Clamp each category at 0. Sum to a total.

## Output format

```
## Design Score: 70 / 100   (src/app/Dashboard.tsx)

████████████████░░░░░░  C-

Color discipline      13/18   ▓▓▓░  #000 headings (l.12,40); orange+blue+green accents (l.28-34)
Hierarchy & typography 15/18  ▓▓▓▓  number/unit 1:1 on hero (l.18)
Layout & rhythm        11/14  ▓▓▓░  two identical KPI rows (l.22-31)
Cards & elevation       8/12  ▓▓░░  1px borders doing separation (l.22)
States & a11y          11/18  ▓▓░░  no empty/loading state; focus ring missing (l.55)
Motion & interaction    6/8   ▓▓▓░  default fade, not a named seed
Coherence               6/12  ▓▓░░  sharp cards (l.22) + pill buttons (l.48); 3 accent hues (§C0)

### Fix first (highest score gain)
1. Add empty + loading states to the orders list       → +7 states (§71)
2. Unify radius (pick soft 8-12px) + collapse to one accent → +9 coherence+color (§C0, §2)
3. Drop the 1px borders, use tone + ≤8% shadow         → +4 cards  (§7)

Re-score after: ~92 / 100.
```

Use letter bands: 90+ A · 80-89 B · 70-79 C · 60-69 D · <60 F.

## Gate mode (use this as the Quality Gate before showing the user UI)

The Quality Gate (CLAUDE.md / AGENTS.md) is `/ss-score` run as a loop, not a one-off:

1. Score the just-generated UI.
2. If **< 80**, apply the "fix first" list (use `/ss-review` to make the edits), then **re-score**.
3. Repeat up to ~3×, or until ≥ 80.
4. Present the UI with the final score and a one-line "fixed: …".

The pass bar is a **floor, not a ceiling** — get to ≥ 80 and stop; don't chase 100. The point
is that no first-draft, obviously-incoherent UI reaches the user.
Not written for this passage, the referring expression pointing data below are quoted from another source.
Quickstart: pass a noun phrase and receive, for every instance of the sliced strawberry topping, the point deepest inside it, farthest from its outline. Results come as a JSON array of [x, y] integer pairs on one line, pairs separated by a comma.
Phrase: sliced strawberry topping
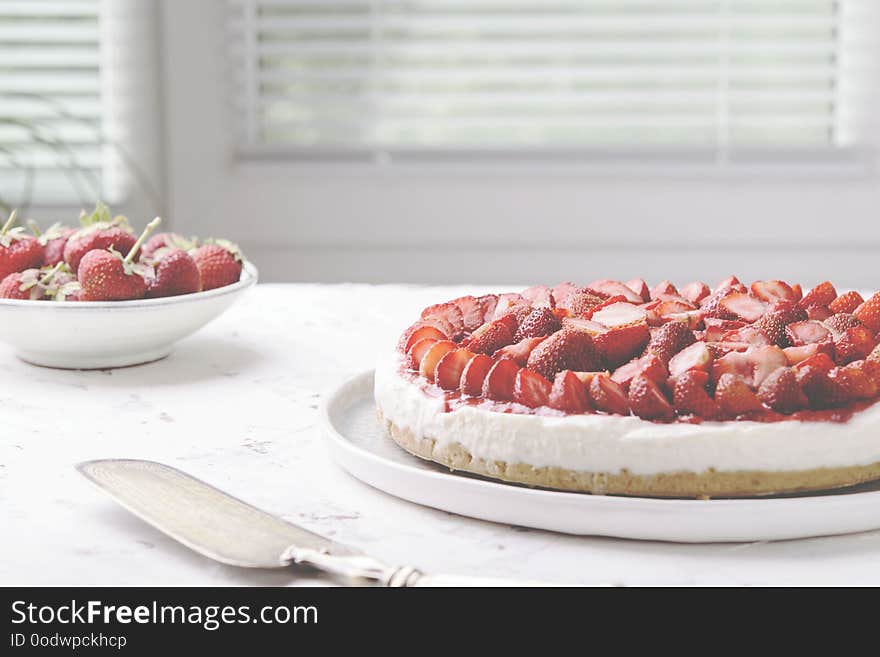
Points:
[[448, 311], [821, 295], [540, 296], [618, 314], [856, 343], [608, 396], [648, 365], [416, 353], [734, 396], [531, 389], [500, 381], [621, 343], [428, 365], [419, 331], [639, 286], [695, 357], [450, 367], [539, 322], [868, 313], [745, 307], [471, 312], [690, 397], [695, 292], [808, 332], [490, 337], [564, 350], [520, 351], [846, 303], [647, 401], [474, 374], [569, 394], [781, 391], [771, 291], [615, 288]]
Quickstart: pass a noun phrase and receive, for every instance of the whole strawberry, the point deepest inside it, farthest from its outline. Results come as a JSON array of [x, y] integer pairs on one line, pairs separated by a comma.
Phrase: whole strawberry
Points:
[[99, 232], [175, 273], [165, 240], [18, 251], [219, 264], [106, 276]]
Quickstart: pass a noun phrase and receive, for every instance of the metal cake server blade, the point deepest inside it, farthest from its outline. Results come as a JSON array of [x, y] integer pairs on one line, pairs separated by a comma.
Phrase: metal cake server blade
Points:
[[226, 529]]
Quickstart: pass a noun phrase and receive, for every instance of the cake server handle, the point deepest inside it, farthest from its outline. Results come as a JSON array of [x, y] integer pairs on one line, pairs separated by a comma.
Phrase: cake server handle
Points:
[[367, 571]]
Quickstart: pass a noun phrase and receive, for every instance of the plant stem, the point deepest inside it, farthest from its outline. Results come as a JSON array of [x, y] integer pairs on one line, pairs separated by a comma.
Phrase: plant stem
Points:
[[137, 245], [9, 223]]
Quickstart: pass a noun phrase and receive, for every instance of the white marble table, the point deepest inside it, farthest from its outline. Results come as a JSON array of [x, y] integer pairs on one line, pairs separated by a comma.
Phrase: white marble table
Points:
[[237, 405]]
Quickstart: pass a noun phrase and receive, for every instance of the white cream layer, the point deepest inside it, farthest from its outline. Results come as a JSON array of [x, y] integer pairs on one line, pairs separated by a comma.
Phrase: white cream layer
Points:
[[603, 443]]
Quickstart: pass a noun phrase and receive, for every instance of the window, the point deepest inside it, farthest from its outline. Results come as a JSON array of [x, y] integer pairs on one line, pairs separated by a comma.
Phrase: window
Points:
[[712, 80]]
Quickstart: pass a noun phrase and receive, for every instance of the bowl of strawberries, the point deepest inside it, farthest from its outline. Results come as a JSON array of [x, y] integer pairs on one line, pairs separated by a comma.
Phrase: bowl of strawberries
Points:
[[99, 295]]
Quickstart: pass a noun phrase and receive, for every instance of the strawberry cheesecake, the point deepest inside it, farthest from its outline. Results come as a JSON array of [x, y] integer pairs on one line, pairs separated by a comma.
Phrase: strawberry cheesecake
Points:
[[621, 388]]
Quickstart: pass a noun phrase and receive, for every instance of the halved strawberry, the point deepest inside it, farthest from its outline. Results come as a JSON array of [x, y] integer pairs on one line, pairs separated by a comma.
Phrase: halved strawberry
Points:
[[734, 396], [662, 288], [639, 286], [689, 397], [745, 307], [618, 314], [608, 396], [648, 365], [500, 380], [695, 357], [695, 292], [474, 374], [771, 291], [773, 327], [615, 288], [490, 337], [846, 302], [419, 331], [669, 339], [539, 296], [531, 389], [647, 401], [564, 350], [520, 351], [488, 302], [821, 295], [586, 325], [781, 391], [471, 312], [818, 313], [539, 322], [428, 365], [856, 343], [868, 313], [569, 394], [450, 367], [415, 353], [808, 332], [621, 343], [448, 311]]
Especially never ship below
80 with a rainbow status list, emoji icons, two accents, or missing states — those are the
exact tells the gate exists to catch.

## Rules

- **Read the file** — score from real evidence (line numbers), never guess.
- Order the "fix first" list by **score gain**, not by severity alone — the goal
  is the fastest path to a better number.
- For a directory, print a one-line score per file, then the lowest-scoring file's
  full breakdown.
- Don't auto-edit in plain scoring. `/ss-score` measures; `/ss-review` and `/ss-motion` fix.
  In **Gate mode** (above) you do fix-and-re-score until the floor is met.
- As a *gate*, ≥ 80 is a floor before showing the user — but don't over-polish: chasing 95→100
  to delay shipping is worse than shipping a clean 85.

## Limitations

- Use this skill only when the task clearly matches its upstream source and local project context.
- Verify commands, generated code, dependencies, credentials, and external service behavior before applying changes.
- Do not treat examples as a substitute for environment-specific tests, security review, or user approval for destructive or costly actions.